At that point we had a rule: all new PCs would be built using the standard config. No regressions. The number of standard PCs should only increase. If we did that and nothing more, eventually everything would be converted as PCs only last 3 years.

That said, preventing any back-sliding (people installing PCs with the old configuration by mistake, out of habit, or wanting an "exception") was a big effort. The IT staff had to be vigilant. "No regressions!" was our battlecry. Management had to have a backbone. People on the team had to police ourselves and our users.

We knew waiting for the conversion to happen over 3 years was much too slow. However before we could accelerate the process, we had to get those basics correct.

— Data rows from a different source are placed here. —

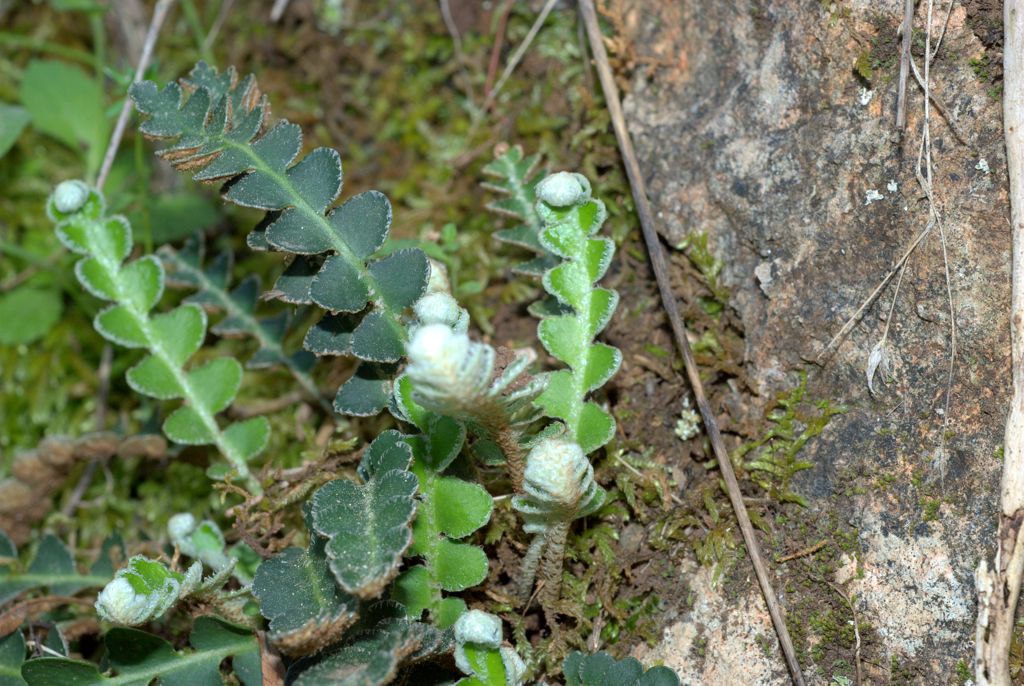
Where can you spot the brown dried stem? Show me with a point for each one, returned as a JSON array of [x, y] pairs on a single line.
[[672, 308], [999, 588]]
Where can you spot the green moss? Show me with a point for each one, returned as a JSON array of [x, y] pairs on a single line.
[[964, 674], [774, 460]]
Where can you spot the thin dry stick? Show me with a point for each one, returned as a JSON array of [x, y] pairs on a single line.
[[999, 588], [852, 322], [496, 50], [904, 65], [856, 628], [672, 308], [218, 24], [934, 219], [519, 52], [279, 9], [159, 14], [453, 29]]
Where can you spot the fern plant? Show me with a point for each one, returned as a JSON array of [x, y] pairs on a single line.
[[570, 218], [213, 292], [216, 127], [450, 509], [138, 657], [373, 593], [171, 338], [559, 488], [601, 669], [514, 177]]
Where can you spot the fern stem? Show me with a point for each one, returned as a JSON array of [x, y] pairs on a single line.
[[527, 570], [321, 222], [508, 440], [256, 328], [188, 391], [551, 565]]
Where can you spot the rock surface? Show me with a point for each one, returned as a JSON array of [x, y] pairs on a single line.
[[770, 125]]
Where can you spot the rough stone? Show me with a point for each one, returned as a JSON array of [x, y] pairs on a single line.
[[757, 132]]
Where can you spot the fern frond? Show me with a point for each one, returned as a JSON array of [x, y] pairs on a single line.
[[133, 288], [515, 176], [570, 218], [214, 292], [217, 129]]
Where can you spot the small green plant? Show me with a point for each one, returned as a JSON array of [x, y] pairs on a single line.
[[213, 292], [514, 177], [480, 653], [145, 589], [559, 488], [602, 670], [370, 593], [215, 127], [774, 460], [138, 657], [570, 218], [171, 338]]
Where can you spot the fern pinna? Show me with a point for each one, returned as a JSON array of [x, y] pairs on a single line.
[[217, 127], [172, 338], [213, 292]]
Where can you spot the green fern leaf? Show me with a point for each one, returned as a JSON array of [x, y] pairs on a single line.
[[306, 609], [368, 526], [214, 292], [52, 568], [373, 656], [450, 510], [171, 338], [514, 177], [137, 657], [602, 670], [215, 126], [570, 218]]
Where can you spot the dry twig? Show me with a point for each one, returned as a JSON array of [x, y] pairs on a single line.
[[669, 300], [999, 588], [904, 65], [518, 54], [159, 14]]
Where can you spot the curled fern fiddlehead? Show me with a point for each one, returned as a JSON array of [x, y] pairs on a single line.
[[570, 218], [559, 488]]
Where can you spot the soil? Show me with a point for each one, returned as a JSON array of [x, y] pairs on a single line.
[[751, 121]]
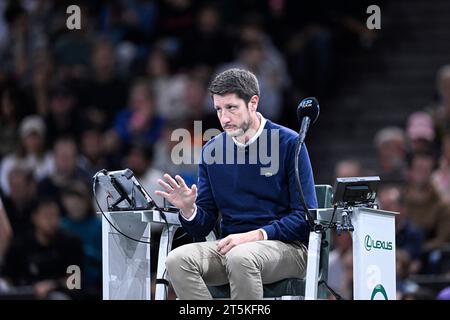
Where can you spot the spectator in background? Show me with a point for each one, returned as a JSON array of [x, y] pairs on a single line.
[[420, 133], [404, 285], [40, 259], [425, 207], [63, 118], [212, 43], [390, 143], [167, 147], [441, 177], [5, 232], [408, 237], [441, 112], [140, 122], [31, 152], [444, 294], [348, 168], [168, 88], [18, 204], [80, 220], [66, 169], [92, 153]]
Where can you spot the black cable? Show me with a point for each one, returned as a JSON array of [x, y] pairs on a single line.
[[313, 227], [334, 293], [330, 224], [112, 225]]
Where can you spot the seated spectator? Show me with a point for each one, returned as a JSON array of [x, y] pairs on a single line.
[[18, 204], [5, 231], [140, 121], [391, 150], [408, 237], [40, 259], [66, 169], [403, 271], [420, 133], [80, 220], [31, 152], [441, 112], [424, 205]]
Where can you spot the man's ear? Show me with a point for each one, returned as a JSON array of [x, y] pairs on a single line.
[[253, 103]]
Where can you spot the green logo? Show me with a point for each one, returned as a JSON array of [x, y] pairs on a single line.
[[379, 289], [369, 243]]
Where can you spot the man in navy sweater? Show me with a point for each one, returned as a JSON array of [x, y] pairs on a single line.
[[263, 225]]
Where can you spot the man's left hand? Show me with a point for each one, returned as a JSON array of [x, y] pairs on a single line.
[[229, 242]]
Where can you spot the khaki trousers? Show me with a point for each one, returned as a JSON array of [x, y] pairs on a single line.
[[246, 267]]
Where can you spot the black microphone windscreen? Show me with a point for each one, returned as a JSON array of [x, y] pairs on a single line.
[[308, 107]]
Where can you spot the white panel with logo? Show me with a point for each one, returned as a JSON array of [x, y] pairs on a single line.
[[374, 254]]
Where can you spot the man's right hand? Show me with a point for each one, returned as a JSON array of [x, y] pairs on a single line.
[[178, 194]]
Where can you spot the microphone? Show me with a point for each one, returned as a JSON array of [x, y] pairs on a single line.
[[307, 114]]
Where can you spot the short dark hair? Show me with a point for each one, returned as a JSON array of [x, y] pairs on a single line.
[[241, 82]]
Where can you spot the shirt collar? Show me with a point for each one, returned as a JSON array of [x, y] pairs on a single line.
[[258, 133]]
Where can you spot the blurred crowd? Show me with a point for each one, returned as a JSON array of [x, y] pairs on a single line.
[[414, 167], [110, 95]]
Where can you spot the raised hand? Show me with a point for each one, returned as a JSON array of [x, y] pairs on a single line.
[[178, 193]]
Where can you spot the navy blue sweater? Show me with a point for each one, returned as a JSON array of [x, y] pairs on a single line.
[[247, 199]]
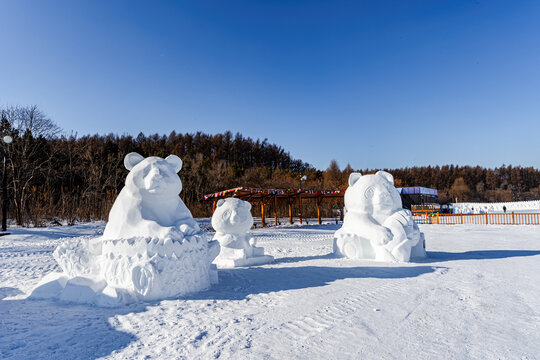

The next step was to convert the PCs of people that were willing and eager. The configuration was better, so some people were eager to convert. Updates happened automatically. They got a lot of useful software pre-installed. We were very public about how the helpdesk was able to support people with the new configuration better and faster than the old configuration.

Did some people resist? Yes. However there were enough willing and eager people to keep us busy. We let those "late adopters" have their way. Though, we'd mentally prepare them for the eventual upgrade by saying things like (with a cheerful voice), "Oh, we're a late adopter! No worries. We'll see you in a few months." By calling them "late adopter" instead of "resistor" or "hard cases" it mentally reframed the issue as them being "eventual" not "never".

Some of our "late adopters" volunteered to convert on their own. They got a new machine and didn't have a choice. Or, they saw that other people were happy with the new configuration and didn't want to be left behind. Nobody wants to be the only kid on the block without the new toy that all the cool kids have.

(Oh, did I mention the system for installing PCs the old way is broken and we can't fix it? Yeah, kind of like how parents tell little kids the "Frozen" disc isn't working and we'll have to try again tomorrow.)

Eventually those conversions were done and we had the time and energy to work on the long tail of "late adopters". Some of these people had verified technical issues such as software that didn't work on the new system. Each of these could be many hours or days helping the user make the software work or finding replacement products. In some cases, we'd extract the user's disk into a Virtual Machine (p2v) so that it could run in the old environment.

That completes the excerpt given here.